Image: Minna Palmqvist

There is a thin border connecting fashion and art, yet only few attempt to blur the line between them. Minna Palmqvist is one of those innovators, with socially aware collections and a drive to change perceptions.

These weeks see Minna approach a busy fashion season, with multiple exhibitions, installations and a physical show to present at Stockholm Fashion Week. However, the multitude of platforms will allow for her message to be spread far and wide, with a particular emphasis being on the pressure the female body feels with the eyes of the world upon it.

Palmqvist spoke with FashionUnited about her upcoming projects, her struggles in the industry and how clothing is a way to express your opinion.

You have four upcoming events in the works so you are pretty busy. How are preparations going?

Yes, that is correct. I’m finishing off four different projects, with most of them needing to be finished or delivered this week.

Is there any project that you are particularly excited about?

I’m really excited about all of them, it’s just funny how things get clustered like this. It has been so long since I have had to do so many things at once, I had to relearn how to handle that after the past year of just doing one thing at a time.

One project is the participation in Stockholm Fashion Week of course. I think it has been around eight years since I was officially part of the fashion week schedule.

Image: Kimberly Ihre x Minna Palmqvist

Can you share a sneak peek of what people can expect from your show?

It will be a snapshot of all my work from right here, right now. I have basically tried to work like this before and I really want to continue working like this moving forward - that my work is organically developed.

I’m not doing proper collections anymore, in the way that you have a full range of garments and you present them at once for a specific season. It will be a ‘here and now’ of these are the garments I am currently exploring and these are what will be available to buy.

You can also see the show as a preview of what is to come. I’m going to present myself in a way I have been yearning to do for some time. I see fashion as a phenomenon. I’m interested in everything about clothing and around it.

Why are you choosing not to fall in line with typical fashion week seasons?

I just think it’s important that you don’t put stamps on clothes like that. This is for this season, this is how you must wear it, this is why it is trendy - I don’t think you need to label it. I have always been thinking like this.

I took a break from fashion and focused on my art projects because I was feeling so lost. I tried to not work by seasons but I still pressured myself into the system to try and exist somehow. I felt back then that it was the way you needed to communicate fashion, with spring fashion or summer fashion. I never wanted to do that though.

Now I have become more confident and I started realising that almost everyone wants to get rid of the seasons. It’s nice that it is not so weird anymore, it’s more just a thing I think we need to - not labelling clothes as if they have a best before date.

Image: Minna Palmqvist Under Pressure

With your collections, you tend to develop a commentary around the pieces. Can you explain what kind of commentary you have produced in the past and why you focused on these stories?

Since I have started in this business, 12 to 13 years ago, I constantly worked with the tension between what we have and what we want to have.
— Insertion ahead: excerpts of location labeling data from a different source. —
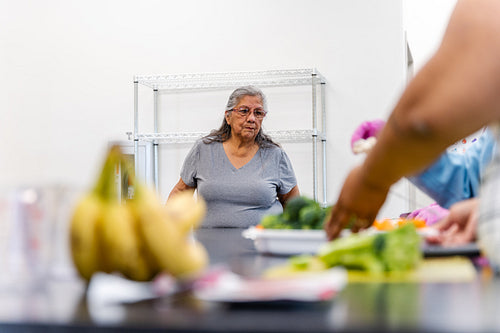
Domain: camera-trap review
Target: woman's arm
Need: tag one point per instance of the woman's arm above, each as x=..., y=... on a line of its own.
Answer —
x=179, y=187
x=283, y=198
x=454, y=95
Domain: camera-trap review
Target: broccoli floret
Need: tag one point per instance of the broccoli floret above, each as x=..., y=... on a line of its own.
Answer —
x=397, y=250
x=294, y=205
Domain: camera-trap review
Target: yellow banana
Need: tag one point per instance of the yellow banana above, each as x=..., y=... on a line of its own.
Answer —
x=166, y=241
x=121, y=245
x=84, y=237
x=186, y=210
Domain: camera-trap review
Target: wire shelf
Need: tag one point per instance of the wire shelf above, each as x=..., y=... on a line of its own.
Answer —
x=223, y=80
x=191, y=137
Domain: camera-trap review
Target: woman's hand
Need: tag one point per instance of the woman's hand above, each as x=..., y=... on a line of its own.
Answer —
x=459, y=227
x=357, y=206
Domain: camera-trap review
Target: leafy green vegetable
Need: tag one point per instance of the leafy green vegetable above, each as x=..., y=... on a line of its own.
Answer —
x=300, y=213
x=397, y=250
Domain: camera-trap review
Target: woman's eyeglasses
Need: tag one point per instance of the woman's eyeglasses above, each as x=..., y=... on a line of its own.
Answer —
x=244, y=112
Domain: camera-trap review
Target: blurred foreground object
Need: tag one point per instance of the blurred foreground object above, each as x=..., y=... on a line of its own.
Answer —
x=138, y=238
x=364, y=136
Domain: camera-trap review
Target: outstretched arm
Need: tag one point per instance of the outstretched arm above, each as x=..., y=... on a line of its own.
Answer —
x=454, y=95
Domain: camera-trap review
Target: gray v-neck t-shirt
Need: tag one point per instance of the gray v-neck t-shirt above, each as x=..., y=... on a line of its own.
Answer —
x=238, y=197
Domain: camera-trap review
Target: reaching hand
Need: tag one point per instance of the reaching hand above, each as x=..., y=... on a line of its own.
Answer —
x=363, y=137
x=430, y=214
x=357, y=205
x=459, y=227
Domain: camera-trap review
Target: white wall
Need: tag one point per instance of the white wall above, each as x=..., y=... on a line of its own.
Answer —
x=67, y=70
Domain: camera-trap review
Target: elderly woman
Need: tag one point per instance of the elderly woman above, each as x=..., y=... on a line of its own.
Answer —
x=239, y=171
The core of it is how society looks at females and specifically the female body as an object, as something there to please someone else. I question what this does to how we see ourselves and each other, and how we behave.

With my recent project ‘Under Pressure’, I comment on these stressful situations in the fashion business and the world at large. I have used it as a way to process what a mess we have put ourselves in and what we can do about it. Can we become a new human being out of all this pressure and maybe turn it into something positive.
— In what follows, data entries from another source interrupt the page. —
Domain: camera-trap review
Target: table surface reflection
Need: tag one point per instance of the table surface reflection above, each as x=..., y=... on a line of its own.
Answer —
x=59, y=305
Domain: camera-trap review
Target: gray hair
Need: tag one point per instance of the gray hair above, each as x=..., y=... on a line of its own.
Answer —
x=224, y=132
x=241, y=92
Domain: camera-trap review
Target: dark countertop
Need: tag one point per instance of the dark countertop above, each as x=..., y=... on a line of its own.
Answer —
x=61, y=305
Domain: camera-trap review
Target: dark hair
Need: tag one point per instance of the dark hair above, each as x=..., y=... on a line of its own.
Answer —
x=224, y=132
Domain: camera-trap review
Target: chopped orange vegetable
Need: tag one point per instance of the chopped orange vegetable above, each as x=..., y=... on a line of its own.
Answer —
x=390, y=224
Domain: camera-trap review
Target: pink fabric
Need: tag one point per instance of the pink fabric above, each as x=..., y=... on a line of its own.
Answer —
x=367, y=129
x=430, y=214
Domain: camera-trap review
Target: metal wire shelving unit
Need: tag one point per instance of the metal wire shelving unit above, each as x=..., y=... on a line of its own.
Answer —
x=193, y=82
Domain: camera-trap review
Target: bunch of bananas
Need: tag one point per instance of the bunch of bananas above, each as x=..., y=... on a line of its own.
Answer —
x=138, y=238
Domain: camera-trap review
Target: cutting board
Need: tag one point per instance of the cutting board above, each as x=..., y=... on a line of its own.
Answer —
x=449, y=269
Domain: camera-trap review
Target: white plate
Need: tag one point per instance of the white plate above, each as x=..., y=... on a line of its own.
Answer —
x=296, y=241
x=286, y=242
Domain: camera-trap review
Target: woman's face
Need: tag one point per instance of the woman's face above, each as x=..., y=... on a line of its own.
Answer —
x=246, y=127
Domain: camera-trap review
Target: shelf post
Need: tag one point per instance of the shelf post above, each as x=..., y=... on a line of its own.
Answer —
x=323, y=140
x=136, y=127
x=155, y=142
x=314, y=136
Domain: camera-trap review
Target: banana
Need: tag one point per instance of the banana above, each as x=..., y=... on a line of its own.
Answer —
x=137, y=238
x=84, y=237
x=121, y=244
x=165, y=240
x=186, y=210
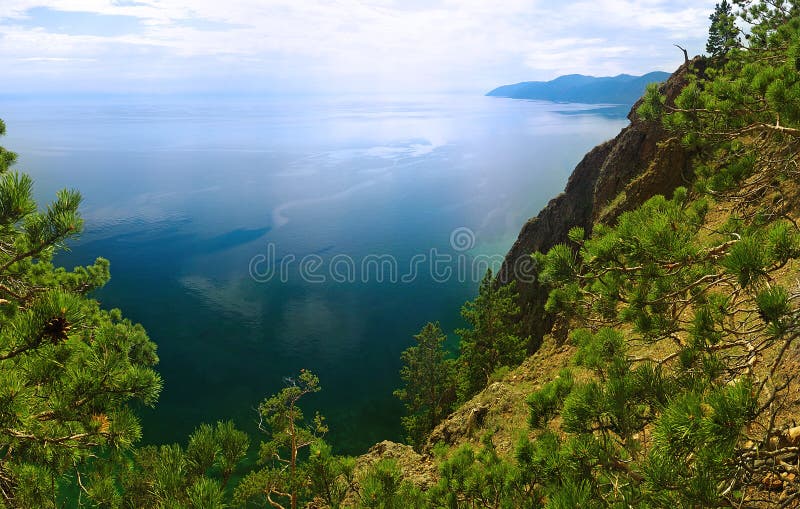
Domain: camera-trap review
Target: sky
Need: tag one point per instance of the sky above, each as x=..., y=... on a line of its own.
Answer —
x=334, y=46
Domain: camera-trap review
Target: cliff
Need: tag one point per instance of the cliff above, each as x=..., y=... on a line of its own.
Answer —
x=616, y=176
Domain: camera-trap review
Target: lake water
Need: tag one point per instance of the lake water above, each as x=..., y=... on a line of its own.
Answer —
x=255, y=238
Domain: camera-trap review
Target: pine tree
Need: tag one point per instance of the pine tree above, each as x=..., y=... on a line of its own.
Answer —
x=494, y=339
x=723, y=35
x=68, y=368
x=429, y=384
x=169, y=476
x=281, y=481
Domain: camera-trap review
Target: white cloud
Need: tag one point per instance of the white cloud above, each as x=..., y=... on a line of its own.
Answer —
x=348, y=45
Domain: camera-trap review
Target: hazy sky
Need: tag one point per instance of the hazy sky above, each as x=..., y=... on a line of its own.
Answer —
x=386, y=46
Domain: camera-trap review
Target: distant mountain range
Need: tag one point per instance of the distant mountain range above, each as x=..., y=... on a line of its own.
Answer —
x=622, y=89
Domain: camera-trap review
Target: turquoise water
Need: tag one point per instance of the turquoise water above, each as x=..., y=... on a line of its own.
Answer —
x=196, y=201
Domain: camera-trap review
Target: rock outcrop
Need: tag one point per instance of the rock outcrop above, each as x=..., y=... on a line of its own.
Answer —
x=619, y=175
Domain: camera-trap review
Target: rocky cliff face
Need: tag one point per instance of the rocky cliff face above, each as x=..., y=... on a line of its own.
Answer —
x=616, y=176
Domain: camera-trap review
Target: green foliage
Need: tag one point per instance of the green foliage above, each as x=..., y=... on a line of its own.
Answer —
x=68, y=369
x=429, y=385
x=169, y=476
x=286, y=477
x=382, y=487
x=723, y=35
x=678, y=426
x=494, y=338
x=331, y=477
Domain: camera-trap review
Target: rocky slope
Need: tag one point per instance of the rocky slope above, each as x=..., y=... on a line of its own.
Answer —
x=618, y=175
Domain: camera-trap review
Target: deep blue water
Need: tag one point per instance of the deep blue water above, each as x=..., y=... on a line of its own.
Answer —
x=190, y=198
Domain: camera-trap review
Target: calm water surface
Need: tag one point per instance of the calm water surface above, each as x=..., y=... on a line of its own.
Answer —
x=187, y=197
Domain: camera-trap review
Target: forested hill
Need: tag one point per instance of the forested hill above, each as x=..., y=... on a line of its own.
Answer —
x=621, y=89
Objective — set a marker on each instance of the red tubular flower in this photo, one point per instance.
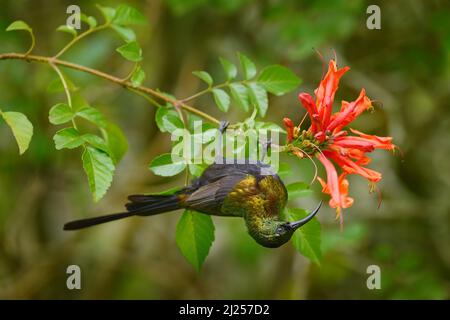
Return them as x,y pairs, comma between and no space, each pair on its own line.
331,144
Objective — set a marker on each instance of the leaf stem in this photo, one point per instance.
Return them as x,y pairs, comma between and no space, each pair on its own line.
66,89
79,37
33,43
111,78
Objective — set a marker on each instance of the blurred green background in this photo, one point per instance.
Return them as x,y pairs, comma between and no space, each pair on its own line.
405,66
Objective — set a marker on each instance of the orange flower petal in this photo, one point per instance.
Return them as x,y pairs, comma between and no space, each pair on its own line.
327,89
289,129
378,142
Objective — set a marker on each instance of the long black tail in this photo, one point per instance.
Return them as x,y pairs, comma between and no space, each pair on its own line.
139,205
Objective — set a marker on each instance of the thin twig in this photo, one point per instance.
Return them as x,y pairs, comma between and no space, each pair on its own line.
66,89
111,78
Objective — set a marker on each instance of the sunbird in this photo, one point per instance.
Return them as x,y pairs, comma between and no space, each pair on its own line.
251,191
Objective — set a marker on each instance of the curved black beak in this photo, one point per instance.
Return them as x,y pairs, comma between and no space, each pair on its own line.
297,224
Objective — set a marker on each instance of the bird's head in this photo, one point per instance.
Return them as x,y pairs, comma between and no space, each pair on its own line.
273,233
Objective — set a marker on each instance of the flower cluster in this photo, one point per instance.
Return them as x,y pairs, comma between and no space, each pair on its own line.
327,139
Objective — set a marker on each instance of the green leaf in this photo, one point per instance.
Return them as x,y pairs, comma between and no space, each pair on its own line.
115,140
67,29
56,85
168,120
230,69
240,95
298,189
284,170
19,25
96,142
131,51
258,98
21,128
60,113
125,33
278,79
248,67
306,239
196,169
99,169
138,76
68,138
91,21
126,15
194,237
205,76
107,12
164,166
93,115
222,99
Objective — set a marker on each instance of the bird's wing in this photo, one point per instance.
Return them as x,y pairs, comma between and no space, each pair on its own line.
209,198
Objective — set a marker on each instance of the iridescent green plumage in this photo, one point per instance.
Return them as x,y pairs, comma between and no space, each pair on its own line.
251,191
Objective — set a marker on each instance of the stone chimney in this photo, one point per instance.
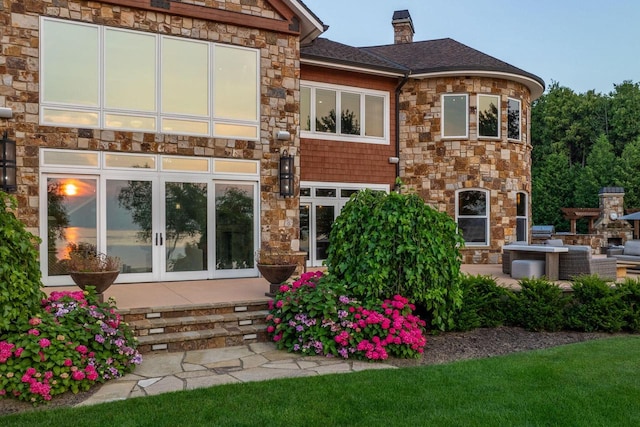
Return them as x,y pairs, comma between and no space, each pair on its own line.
616,231
402,27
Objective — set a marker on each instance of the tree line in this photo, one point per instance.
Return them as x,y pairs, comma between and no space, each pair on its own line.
583,142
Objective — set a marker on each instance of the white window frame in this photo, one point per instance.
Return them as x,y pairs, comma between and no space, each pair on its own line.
486,216
338,89
524,217
519,119
444,118
497,97
211,120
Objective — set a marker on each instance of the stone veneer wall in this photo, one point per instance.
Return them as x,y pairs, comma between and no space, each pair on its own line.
280,63
435,168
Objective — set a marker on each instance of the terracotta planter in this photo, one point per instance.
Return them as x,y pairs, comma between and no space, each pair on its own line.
101,280
276,275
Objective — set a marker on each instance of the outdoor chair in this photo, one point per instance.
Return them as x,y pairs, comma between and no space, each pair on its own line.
578,261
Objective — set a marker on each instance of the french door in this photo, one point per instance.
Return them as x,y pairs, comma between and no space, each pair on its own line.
163,227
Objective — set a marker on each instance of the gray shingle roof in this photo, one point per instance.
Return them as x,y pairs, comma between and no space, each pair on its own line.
327,50
424,57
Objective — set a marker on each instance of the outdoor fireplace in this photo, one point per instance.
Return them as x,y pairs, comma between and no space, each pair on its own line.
614,230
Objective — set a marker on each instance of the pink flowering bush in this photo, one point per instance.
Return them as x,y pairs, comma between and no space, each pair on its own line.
315,316
72,344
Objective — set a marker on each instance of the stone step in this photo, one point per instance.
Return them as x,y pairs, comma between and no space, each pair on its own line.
202,339
198,326
165,325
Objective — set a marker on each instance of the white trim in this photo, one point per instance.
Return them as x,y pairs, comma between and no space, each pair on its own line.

Why do you think clothing is the way to exhibit this commentary?

I have never been able to answer why I do this through clothing. I just think clothing has always been a way to express yourself for many people and especially for fashion designers. Fashion is so much part of the ‘now’. It says so much about how we consume and what we value. Clothing contains so much and is so direct. I even also see it as something that can be used as a sculpture.

How do you try to combine your clothing with art? And are you going to do that for the upcoming projects?

I am definitely doing that. In my head, I have always done that but I don’t think it has ever come across clearly to my audience. I have always presented my art and fashion separately, but this time I will be doing it in one room.

Usually, if I have made some artwork and a t-shirt they are often about the same issue but they eventually become different. I start with an idea or a message I want to express, and it will lead me towards a sculpture made of butter or a t-shirt with a print. For me, they are the same core but different ways of finding the final shape.

Image: Kimberly Ihre x Minna Palmqvist

Have you ever faced any difficulties with what could be considered political statements in the fashion industry?

I have always questioned whether I want to be in the fashion industry or not. This really goes two ways. I could feel before that I was maybe more embraced by the general art world than the fashion industry. Maybe some points I made felt too enigmatic to include in fashion, but I don’t feel like that anymore.

You also have an upcoming collaboration with the Misschiefs platform. What prompted you to get involved?

I have been a part of Misschiefs now for a little over a year. I was invited last autumn when the founder Paola Bjäringer reached out to me. She acquired a huge space in central Stockholm where she saw an opportunity of supporting women and non-binary artists with the offer of temporary studios. It boosted my energy because I was working next to performance artists, graphic designers, painters - and we all had so much in common, in our struggles and thoughts.

Have you got any future plans for the Minna Palmqvist brand?

I’m hoping that I can continue with presenting myself and work with more of a design studio. What I do is always based on certain questions and concepts, so I think that if people follow me they can learn to see what they can expect from me.

I’m hoping to have a base segment of clothing, items that you purchase after thinking about them. I don’t make so many pieces but I’m hoping to grow little by little, and maybe start selling my designs to certain retailers as well, to find my audience and continue working organically.